An Engineered Cytidine Deaminase for Biocatalytic Production of a Key Intermediate of the Covid-19 Antiviral Molnupiravir

Abstract

The Covid-19 pandemic highlights the urgent need for cost-effective processes to rapidly manufacture antiviral drugs at scale. Here we report a concise biocatalytic process for Molnupiravir, a nucleoside analogue recently approved as an orally available treatment for SARS-CoV-2. Key to the success of this process was the development of an efficient biocatalyst for the production of N-hydroxy-cytidine through evolutionary adaption of the hydrolytic enzyme cytidine deaminase.

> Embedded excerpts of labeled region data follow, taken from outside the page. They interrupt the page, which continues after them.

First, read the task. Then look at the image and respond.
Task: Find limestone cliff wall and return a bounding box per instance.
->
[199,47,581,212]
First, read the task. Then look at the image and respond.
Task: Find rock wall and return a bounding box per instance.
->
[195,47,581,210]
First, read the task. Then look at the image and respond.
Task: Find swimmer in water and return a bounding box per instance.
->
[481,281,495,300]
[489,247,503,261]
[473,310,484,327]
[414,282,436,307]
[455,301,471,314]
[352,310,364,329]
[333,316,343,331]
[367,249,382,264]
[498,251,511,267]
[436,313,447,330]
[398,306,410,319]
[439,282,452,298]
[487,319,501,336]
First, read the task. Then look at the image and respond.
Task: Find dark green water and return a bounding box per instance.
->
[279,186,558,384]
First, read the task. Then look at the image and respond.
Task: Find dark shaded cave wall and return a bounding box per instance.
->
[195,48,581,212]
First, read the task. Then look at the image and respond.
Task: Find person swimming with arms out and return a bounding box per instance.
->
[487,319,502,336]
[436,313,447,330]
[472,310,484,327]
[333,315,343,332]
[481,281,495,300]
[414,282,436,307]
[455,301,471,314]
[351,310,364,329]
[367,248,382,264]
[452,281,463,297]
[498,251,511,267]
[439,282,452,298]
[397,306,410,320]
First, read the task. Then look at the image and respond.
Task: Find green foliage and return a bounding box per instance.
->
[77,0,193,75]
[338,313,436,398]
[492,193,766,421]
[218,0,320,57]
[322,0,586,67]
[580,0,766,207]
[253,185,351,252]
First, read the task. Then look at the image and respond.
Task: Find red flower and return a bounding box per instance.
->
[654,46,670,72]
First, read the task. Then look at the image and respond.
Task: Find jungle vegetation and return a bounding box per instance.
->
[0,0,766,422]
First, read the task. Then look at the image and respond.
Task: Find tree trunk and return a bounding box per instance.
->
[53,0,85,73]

This engineered biocatalyst performs >85 000 turnovers in less than 3 h, operates at 180 g/L substrate loading, and benefits from in situ crystallization of the N-hydroxy-cytidine product (85% yield), which can be converted to Molnupiravir by a selective 5'-acylation using Novozym 435.

Figure 1

Proposed biocatalytic route to Molnupiravir. (a) Wild-type cytidine deaminase (CD) catalyzes the hydrolysis of 2 to 3. (b) The active site of CD with uridine bound (PDB code: 1AF2). The Zn²⁺ ion is shown in gray. His102, Cys129, Cys132, and catalytic Glu104 are shown as atom-colored sticks with blue carbons. Uridine ligand is shown as atom-colored sticks with black carbons. (c) Proposed synthetic route to Molnupiravir 1. 2 is converted to 4 by an engineered CD followed by acylation using Novozym 435.^,

Figure 2

Characterization of wild-type cytidine deaminase (CD). (a) Pathways for conversion of 2 to 4 catalyzed by CD. Pathway A involves direct conversion of 2 to 4 using NH₂OH as a nucleophile. Pathway B involves initial hydrolysis of 2 to uridine 3, which is then transformed to 4 through condensation with NH₂OH. Pathway B is the dominant pathway when using the wild-type enzyme, leading to an equilibrium distribution of 3 and 4. (b) The conversion of 2 (1 mM) and 3 (1 mM) to 4 by CD (5 μM) in the presence of 1% NH₂OH (∼300 mM, pH 7) is monitored by increasing absorbance at 310 nm. Similar final concentrations of 4 are formed using either 2 (red) or 3 (blue) as a starting material, or in reactions starting from 4 (green). (c) The conversion of 2 (750 mM) by CD (25 μM) to 3 and 4 is monitored by HPLC analysis in the presence of 10% NH₂OH (∼3 M, pH 7). The time course of the reaction indicates CD operates via pathway B.

Figure 3

Directed evolution of a cytidine deaminase (CD). (a) Directed evolution of CD to CD1.3 showing mutations installed during each round. (b) Time course for the formation of 4 from 2 (50 mM) catalyzed by CD1.3 (2.5 μM, red), CD1.2 (2.5 μM, green), CD1.1 (2.5 μM, orange), wild-type CD (2.5 μM, blue), and no enzyme (black) in the presence of 1% (∼300 mM) NH₂OH, pH 7. (c) HPLC traces showing 2 (500 mM) conversion to 4 and 3 catalyzed by CD1.3 (25 μM, red) and wild-type CD (25 μM, blue) in the presence of 10% (∼3 M) NH₂OH, pH 7. (d) The active site of CD with uridine bound (PDB code: 1AF2). Mutations installed in rounds 1, 2, and 3 are shown as orange, green, and red spheres, respectively. The uridine ligand is shown as atom-colored sticks with black carbons, and the Zn²⁺ cofactor is shown in gray. His102, Cys129, Cys132, and catalytic Glu104 are shown as atom-colored sticks with blue carbons.

Figure 4

Biocatalytic process for N-hydroxy-cytidine synthesis. (a) In situ crystallization of 4 in reactions catalyzed by CD1.3 leads to product enrichment. Reaction conditions: 750 mM 2, 7.5 μM CD1.3, 10% NH₂OH (∼3 M, pH 7), 4 °C. (b) HPLC trace of the product isolated from the biotransformation described in (a). (c) Stacked ¹H NMR traces of 4, commercial standard (top), and the product isolated from the biotransformation described in (a) (bottom).